[poppler] pdftotext converts all non-breaking spaces U+a0 and U+202f into U+20 (breakable)

Sun Sep 10 08:17:52 UTC 2017

Le 10/09/2017 à 02:17, Adrian Johnson a écrit :
>> On 10/09/17 03:33, Daniel Flipo wrote:
>>
>> Digging into the code (v. 0.59), I found the culprit: in file UTF.cc,
>> function UnicodeIsWhitespace lists all Unicode spaces on which to break
>> lines into words (used *only* in TextOutputDev.cc line 2610).
>>
>> UnicodeIsWhitespace includes both non-breaking spaces U+a0 and U+202f
>> (all other are fine). Is it intended to break lines into words on
>> /non-breaking/ spaces?
> 
> The bug that added that code is:
> 
> https://bugs.freedesktop.org/show_bug.cgi?id=97399
> 
> So at least for some PDFs, yes it is intentional. I tested with Adobe
> Reader and it is also converting non-breaking spaces to U+0020.

OK thanks, I understand the situation now.

> The solution is not as simple as removing U+00A0 from
> UnicodeIsWhitespace.

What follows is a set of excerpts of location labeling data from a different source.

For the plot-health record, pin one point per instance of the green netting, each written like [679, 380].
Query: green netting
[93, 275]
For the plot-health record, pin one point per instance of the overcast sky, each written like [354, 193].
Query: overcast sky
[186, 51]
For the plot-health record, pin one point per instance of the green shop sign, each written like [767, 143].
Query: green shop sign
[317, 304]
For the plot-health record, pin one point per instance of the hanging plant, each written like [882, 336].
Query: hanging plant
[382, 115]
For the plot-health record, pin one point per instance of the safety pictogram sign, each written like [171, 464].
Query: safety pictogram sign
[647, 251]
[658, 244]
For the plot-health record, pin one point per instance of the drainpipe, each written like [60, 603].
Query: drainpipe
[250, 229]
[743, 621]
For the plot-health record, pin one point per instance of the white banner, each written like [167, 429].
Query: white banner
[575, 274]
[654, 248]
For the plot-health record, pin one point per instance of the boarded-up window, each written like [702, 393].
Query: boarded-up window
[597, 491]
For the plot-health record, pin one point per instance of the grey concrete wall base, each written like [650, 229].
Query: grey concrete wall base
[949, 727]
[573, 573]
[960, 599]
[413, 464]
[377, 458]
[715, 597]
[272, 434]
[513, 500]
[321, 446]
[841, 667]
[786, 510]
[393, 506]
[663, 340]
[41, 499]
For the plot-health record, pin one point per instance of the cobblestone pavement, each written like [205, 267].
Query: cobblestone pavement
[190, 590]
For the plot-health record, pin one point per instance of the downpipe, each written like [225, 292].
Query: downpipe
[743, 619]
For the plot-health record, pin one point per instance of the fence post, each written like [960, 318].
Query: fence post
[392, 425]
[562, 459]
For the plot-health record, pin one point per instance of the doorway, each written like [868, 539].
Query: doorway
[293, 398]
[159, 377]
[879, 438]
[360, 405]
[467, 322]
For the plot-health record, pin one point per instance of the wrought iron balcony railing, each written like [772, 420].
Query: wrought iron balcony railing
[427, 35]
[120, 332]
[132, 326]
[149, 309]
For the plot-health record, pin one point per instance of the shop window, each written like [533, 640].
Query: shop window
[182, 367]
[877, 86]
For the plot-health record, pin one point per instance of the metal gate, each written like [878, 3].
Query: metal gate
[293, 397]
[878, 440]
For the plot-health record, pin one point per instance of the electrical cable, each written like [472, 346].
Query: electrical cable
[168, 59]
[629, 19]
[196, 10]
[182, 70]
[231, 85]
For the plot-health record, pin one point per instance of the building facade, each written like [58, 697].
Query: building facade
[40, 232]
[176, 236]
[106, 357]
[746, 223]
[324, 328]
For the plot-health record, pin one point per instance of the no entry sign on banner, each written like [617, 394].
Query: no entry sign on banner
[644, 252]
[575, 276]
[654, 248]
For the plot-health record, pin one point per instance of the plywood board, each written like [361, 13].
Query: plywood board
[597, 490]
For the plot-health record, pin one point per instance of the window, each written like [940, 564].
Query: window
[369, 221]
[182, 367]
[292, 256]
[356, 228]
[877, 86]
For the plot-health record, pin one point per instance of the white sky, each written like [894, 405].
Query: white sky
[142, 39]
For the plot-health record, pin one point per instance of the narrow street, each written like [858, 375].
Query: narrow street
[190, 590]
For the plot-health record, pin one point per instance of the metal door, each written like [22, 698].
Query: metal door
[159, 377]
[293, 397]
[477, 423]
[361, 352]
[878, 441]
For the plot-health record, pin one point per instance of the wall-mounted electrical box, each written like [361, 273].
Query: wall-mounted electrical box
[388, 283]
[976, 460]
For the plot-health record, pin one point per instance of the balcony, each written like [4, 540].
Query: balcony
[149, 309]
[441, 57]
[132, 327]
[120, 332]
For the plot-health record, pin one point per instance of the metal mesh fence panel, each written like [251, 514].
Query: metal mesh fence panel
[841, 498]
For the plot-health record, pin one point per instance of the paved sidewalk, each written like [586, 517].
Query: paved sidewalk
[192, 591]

That doesn't mean we can't do a better job of
> handling non-breaking space in PDFs. But it would require a non-trivial
> solution. Maybe check the ratio of non-breaking space characters to
> space characters on a page. If there is more non-breaking space than
> space, assume the PDF is broken and convert to space. If there is less
> non-breaking space than space, preserve the non-breaking space characters.

Instead of relying on a statistical test to decide whether U+00A0 is an
intentional nbsp or not, I suggest to add an option to pdftotext which
would remove U+00A0 and U+202F from UnicodeIsWhitespace for users who do
want nbsp to be honoured.

What do you think?

-- 
Daniel Flipo